Moving forward despite renewed turbulence in South Sudan

Pastors in Juba
Juba, South Sudan

Whilst disturbing news reports are still coming in of more violence in the north west of the country, life has all but returned to normal in Juba and the southern region of South Sudan.  Nightly curfews remain in the capital but during the day the streets are busy and people are going about their normal daily business.

At Anglican International Development we are thankful that our projects have remained on track despite the recent turbulence.  Manna Microfinance, our microenterprise development programme, has continued to hold group meetings and our clients have kept up their repayments as well as benefitting from training and group interaction.  Our sanitation project (click for more details), led by Remijo Lino, is recruiting volunteers to be trained to work in local communities.  Meanwhile, Rev. Malis Basha, the Episcopal Church of the Sudan’s Mission & Evangelism Co-ordinator, has with AID’s help been running pastor training (click for more details) in Munuki and Gabat as part of his work to strengthen churches.  We praise God for this encouraging progress.

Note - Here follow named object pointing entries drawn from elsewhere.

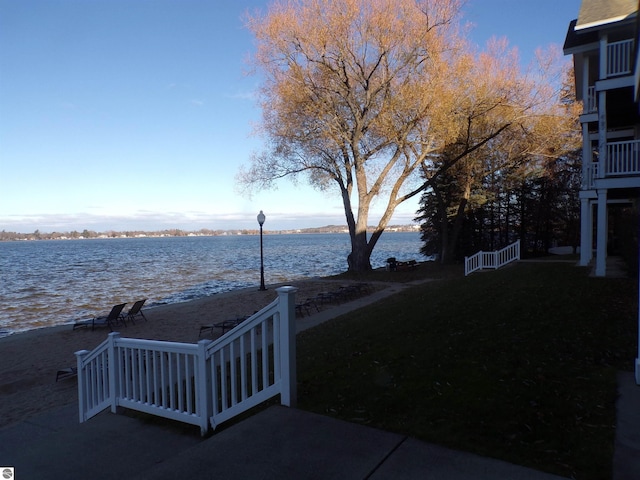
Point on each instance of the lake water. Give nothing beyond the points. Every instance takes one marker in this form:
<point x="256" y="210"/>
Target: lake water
<point x="46" y="283"/>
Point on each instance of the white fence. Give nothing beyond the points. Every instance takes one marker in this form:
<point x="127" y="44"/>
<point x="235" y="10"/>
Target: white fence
<point x="619" y="58"/>
<point x="202" y="384"/>
<point x="623" y="158"/>
<point x="493" y="260"/>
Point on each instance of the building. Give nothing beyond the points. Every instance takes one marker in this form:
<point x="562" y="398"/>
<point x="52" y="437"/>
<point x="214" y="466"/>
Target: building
<point x="604" y="43"/>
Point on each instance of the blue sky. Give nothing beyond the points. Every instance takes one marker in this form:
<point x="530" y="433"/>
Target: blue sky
<point x="136" y="114"/>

Clinical Officer Eye Yei Martha Clinic South Sudan
A clinical officer at work in Yei, South Sudan
Photo: Tom Price

In the meantime, preparations are almost complete for 50 South Sudanese students to commence training as Clinical Officers at the Mengo Hospital in Kampala, Uganda.  Training will start after a commissioning service in Juba, following which the students will board a bus to Kampala.  This is such an important project for South Sudan, where less than 50% of the population has access to healthcare and women & children particularly suffer.  The International Christian Medical & Dental Association, supported by AID, will be running this vital programme.

This week, John Inglis-Jones will be in Kampala and Juba to visit all these projects and judge progress.  We thank all of our supporters for their prayers and financial support and look forward to updating them in more detail once John returns to the UK.